Memory Fences

onAcc::memFence is a visibility and ordering primitive inside kernels. It is not a barrier, therefore not wait for other threads to reach the same point. Instead, it tells the backend how data writes before the fence must become visible relative to data reads and writes after the fence.

With a scope you define between which thread hierarchy levels the visibility guarantee applies.

onAcc::scope::block for communication inside one thread block,
onAcc::scope::device for communication across blocks on the same device.

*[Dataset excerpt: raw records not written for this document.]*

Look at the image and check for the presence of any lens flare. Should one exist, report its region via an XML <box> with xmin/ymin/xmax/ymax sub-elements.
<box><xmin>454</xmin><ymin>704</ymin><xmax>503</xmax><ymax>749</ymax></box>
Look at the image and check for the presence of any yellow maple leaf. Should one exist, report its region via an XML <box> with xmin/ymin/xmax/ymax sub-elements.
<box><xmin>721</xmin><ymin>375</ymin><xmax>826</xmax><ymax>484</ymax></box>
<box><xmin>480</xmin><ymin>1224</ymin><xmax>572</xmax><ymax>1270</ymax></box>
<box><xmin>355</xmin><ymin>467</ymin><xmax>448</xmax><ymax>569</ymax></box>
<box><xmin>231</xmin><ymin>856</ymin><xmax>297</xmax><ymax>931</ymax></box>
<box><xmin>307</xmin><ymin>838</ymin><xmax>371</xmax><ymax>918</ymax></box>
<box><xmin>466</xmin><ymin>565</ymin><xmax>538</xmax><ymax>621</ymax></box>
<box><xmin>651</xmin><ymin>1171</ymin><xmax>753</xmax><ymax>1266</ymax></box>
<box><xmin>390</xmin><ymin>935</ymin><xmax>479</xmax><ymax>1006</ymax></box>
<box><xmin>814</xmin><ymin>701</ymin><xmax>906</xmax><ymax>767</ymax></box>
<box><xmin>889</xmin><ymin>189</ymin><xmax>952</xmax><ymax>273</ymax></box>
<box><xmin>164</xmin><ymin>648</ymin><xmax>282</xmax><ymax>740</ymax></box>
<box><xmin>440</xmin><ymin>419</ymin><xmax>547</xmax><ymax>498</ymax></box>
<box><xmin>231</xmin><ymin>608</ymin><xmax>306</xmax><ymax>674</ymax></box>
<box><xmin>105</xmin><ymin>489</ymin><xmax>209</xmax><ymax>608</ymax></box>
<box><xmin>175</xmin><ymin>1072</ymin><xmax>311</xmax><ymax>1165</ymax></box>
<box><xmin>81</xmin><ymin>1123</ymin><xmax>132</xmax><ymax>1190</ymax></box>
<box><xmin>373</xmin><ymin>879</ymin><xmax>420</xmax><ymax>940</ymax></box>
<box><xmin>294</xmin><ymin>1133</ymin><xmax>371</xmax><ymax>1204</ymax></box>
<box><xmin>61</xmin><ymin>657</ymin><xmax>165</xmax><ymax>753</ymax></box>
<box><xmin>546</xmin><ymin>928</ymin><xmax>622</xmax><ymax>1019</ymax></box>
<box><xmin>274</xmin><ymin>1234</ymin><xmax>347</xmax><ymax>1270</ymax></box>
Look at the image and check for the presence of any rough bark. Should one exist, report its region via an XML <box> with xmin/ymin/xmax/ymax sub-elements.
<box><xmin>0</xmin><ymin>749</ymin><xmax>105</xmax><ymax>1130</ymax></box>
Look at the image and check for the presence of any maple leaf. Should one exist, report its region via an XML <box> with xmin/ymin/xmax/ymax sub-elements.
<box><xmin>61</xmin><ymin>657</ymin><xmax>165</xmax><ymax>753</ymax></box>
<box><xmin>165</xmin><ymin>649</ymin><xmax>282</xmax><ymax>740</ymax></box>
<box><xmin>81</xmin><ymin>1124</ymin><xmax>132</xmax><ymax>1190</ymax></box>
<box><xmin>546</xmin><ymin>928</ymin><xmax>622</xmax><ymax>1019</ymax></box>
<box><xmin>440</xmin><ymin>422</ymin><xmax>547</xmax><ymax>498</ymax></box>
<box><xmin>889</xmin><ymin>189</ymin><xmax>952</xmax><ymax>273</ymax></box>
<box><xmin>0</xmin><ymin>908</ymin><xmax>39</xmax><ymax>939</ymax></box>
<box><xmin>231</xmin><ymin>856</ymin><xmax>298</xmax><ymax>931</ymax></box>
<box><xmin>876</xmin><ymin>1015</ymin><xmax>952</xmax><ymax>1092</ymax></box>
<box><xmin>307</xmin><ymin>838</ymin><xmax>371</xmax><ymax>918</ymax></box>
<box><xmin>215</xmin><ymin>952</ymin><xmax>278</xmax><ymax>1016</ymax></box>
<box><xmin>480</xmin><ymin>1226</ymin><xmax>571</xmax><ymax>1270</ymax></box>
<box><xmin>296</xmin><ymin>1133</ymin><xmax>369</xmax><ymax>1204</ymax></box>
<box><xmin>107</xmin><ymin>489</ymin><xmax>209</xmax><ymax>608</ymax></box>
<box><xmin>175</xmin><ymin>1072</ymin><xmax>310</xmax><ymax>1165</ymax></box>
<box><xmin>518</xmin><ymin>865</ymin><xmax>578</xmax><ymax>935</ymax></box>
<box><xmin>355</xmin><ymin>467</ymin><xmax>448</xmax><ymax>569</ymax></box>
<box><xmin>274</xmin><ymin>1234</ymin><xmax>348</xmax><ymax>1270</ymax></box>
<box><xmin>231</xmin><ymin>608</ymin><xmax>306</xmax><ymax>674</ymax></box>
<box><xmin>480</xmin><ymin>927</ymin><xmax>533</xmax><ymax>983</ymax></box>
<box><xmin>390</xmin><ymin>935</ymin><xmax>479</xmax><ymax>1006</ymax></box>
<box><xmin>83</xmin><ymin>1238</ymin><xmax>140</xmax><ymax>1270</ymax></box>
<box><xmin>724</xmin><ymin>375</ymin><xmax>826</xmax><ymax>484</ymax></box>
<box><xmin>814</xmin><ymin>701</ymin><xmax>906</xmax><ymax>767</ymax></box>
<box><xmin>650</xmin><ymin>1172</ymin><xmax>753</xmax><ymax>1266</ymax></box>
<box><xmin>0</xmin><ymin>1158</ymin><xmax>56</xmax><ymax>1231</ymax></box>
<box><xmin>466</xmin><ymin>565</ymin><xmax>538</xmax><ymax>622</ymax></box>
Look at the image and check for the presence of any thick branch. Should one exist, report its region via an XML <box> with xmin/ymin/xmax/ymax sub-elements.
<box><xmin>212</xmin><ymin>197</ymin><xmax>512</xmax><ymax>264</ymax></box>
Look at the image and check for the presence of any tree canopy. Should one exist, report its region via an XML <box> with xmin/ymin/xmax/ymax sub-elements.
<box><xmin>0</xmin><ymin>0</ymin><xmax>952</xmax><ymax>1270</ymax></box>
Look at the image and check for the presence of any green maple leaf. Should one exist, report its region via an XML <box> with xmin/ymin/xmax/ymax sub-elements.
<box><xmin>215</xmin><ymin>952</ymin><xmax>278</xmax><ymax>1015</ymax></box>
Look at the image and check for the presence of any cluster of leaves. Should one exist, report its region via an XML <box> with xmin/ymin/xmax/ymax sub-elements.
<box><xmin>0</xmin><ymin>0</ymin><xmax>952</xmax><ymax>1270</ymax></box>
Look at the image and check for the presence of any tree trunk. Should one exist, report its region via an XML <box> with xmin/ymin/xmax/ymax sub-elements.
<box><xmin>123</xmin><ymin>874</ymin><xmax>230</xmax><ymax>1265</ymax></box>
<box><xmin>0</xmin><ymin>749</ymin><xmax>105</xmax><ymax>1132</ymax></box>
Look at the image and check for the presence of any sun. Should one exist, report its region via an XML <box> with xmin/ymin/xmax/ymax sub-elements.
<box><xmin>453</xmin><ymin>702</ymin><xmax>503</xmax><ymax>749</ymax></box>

With an order you specify the ordering guarantee of the memory operations.

Block-Scope Ordering

The first example manages thread block shared data ordering without atomics. One thread publishes two values in shared memory. The fence guarantees that the write to shared[0] becomes visible before the later write to shared[1] is observed as published. On a device with API host and device kind cpu there is no possibility that wrong values are read because the number of threads within a thread block is always one. On parallel devices, e.g. a GPU, the ordering guarantee is required.

template<uint32_t T_chunkSize>
struct BlockFenceKernel
{
    ALPAKA_FN_ACC void operator()(onAcc::concepts::Acc auto const& acc, concepts::IMdSpan auto successFlag) const
    {
        auto shared = onAcc::declareSharedMdArray<int, uniqueId()>(acc, CVec<uint32_t, T_chunkSize>{});

        // only one thread is setting intial conditions
        for([[maybe_unused]] auto _ : onAcc::makeIdxMap(acc, onAcc::worker::threadsInBlock, IdxRange{1u}))
        {
            shared[0] = 1;
            shared[1] = 2;
        }

        // guarantee that all threads see the initialized shared data
        onAcc::syncBlockThreads(acc);

        for(auto [tid] : onAcc::makeIdxMap(acc, onAcc::worker::threadsInBlock, IdxRange{T_chunkSize}))
        {
            // producer
            if(tid == 0u)
            {
                shared[0] = 10;
                onAcc::memFence(acc, onAcc::scope::block, onAcc::order::release);
                shared[1] = 20;
            }

            auto observedB = shared[1];
            onAcc::memFence(acc, onAcc::scope::block, onAcc::order::acquire);
            auto observedA = shared[0];

            // (observedA, observedB) must be (10, 20) or (1, 2)
            if(observedA == 1 && observedB == 20)
            {
                // The following case can never happen
                onAcc::atomicExch(acc, &successFlag[0u], 0u);
            }
        }
    }
};

The kernel start with a frame spec and the initialization of the success flag are shown below.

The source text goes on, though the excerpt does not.